Why log-likelihood, not likelihood

Three reasons, in increasing order of subtlety. First, numerical stability. The likelihood of a dataset is a product of many small probabilities, and a product of a thousand numbers each around $0.01$ underflows to zero in floating-point arithmetic long before you finish multiplying. A 32-bit float can represent numbers down to about $10^{-38}$, so even a few hundred independent observations can crash the likelihood through the floor. Logarithms convert the product into a sum, and sums of moderately negative numbers stay representable for as long as you care to keep adding. Second, computational convenience. Differentiating a sum is term-by-term and easy; differentiating a product brings in the product rule and a forest of cross terms that grow quadratically with the number of factors. Gradient-based optimisers, the backbone of all modern training, work directly on log-likelihoods, and reverse-mode automatic differentiation is happiest with sums of log-densities. Third, statistical equivalence. The logarithm is monotonically increasing, so the $\theta$ that maximises $p(\mathcal{D} \mid \theta)$ is exactly the $\theta$ that maximises $\log p(\mathcal{D} \mid \theta)$. Nothing is lost by working on the log scale. A fourth bonus: many distributions belong to the exponential family, whose densities factor as $\exp(\eta(\theta)^\top T(x) - A(\theta))$. On the log scale, exponential-family densities become linear in the sufficient statistics, which is why so much of classical statistics has clean closed-form solutions and why the gradients of the log-likelihood for these distributions take such tidy forms.

What you should take away

Inference asks: given the data, what should I believe about the parameters? MLE answers with the value that makes the data most likely; Bayes answers with a full posterior distribution.

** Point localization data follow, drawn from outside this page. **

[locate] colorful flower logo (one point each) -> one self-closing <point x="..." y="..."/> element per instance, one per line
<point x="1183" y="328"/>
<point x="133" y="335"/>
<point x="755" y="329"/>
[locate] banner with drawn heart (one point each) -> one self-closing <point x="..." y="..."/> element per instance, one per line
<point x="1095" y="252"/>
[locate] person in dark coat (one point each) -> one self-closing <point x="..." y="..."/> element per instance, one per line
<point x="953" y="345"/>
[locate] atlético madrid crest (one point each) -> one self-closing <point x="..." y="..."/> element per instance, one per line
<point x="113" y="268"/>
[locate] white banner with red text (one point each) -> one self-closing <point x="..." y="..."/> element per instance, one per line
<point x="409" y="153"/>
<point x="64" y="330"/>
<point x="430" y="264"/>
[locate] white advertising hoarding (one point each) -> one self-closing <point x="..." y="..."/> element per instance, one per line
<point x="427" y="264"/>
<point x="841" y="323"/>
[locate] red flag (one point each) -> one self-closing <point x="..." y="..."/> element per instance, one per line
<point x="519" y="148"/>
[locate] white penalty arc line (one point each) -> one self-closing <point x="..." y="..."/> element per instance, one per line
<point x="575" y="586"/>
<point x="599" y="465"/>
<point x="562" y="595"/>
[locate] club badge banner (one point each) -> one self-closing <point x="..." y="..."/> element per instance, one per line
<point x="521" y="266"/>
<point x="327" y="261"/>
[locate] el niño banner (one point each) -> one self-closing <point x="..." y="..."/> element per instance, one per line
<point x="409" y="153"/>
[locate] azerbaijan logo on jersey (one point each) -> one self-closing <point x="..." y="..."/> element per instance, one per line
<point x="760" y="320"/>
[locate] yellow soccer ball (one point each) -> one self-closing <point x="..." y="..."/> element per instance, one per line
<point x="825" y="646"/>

The Bernoulli MLE for $k$ heads in $n$ tosses is $\hat\theta_{\text{MLE}} = k/n$. The MAP with a Beta(2, 2) prior is $(k+1)/(n+2)$, smoothed away from the boundaries.

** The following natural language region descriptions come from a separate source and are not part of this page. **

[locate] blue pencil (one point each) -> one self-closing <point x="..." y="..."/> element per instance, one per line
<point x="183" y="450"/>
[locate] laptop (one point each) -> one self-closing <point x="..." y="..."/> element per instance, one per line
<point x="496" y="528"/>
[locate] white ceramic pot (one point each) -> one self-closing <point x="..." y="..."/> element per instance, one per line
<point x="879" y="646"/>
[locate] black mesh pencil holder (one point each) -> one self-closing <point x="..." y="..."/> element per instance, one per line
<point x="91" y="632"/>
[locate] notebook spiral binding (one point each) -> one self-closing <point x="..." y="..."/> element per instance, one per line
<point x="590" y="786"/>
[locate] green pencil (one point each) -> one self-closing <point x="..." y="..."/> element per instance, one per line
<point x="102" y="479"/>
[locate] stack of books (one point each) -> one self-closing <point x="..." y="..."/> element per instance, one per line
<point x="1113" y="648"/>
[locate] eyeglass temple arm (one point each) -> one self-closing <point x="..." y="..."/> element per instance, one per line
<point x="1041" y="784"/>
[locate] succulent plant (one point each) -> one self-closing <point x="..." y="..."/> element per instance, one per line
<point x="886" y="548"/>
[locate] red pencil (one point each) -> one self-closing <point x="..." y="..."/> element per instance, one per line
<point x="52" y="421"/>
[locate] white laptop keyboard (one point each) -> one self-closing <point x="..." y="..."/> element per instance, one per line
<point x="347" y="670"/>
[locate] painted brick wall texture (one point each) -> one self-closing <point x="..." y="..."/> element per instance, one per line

L2 weight decay is MAP with a Gaussian prior; L1 lasso is MAP with a Laplace prior. Most regularisers are priors in disguise.
Full Bayesian inference predicts by integrating over the posterior. The integral is usually approximated by variational inference or MCMC; deep ensembles, MC dropout, and conformal prediction are practical substitutes.
We optimise log-likelihoods, not likelihoods, for numerical stability, ease of differentiation, and statistical equivalence, and exponential-family distributions reward us with linearity in their sufficient statistics.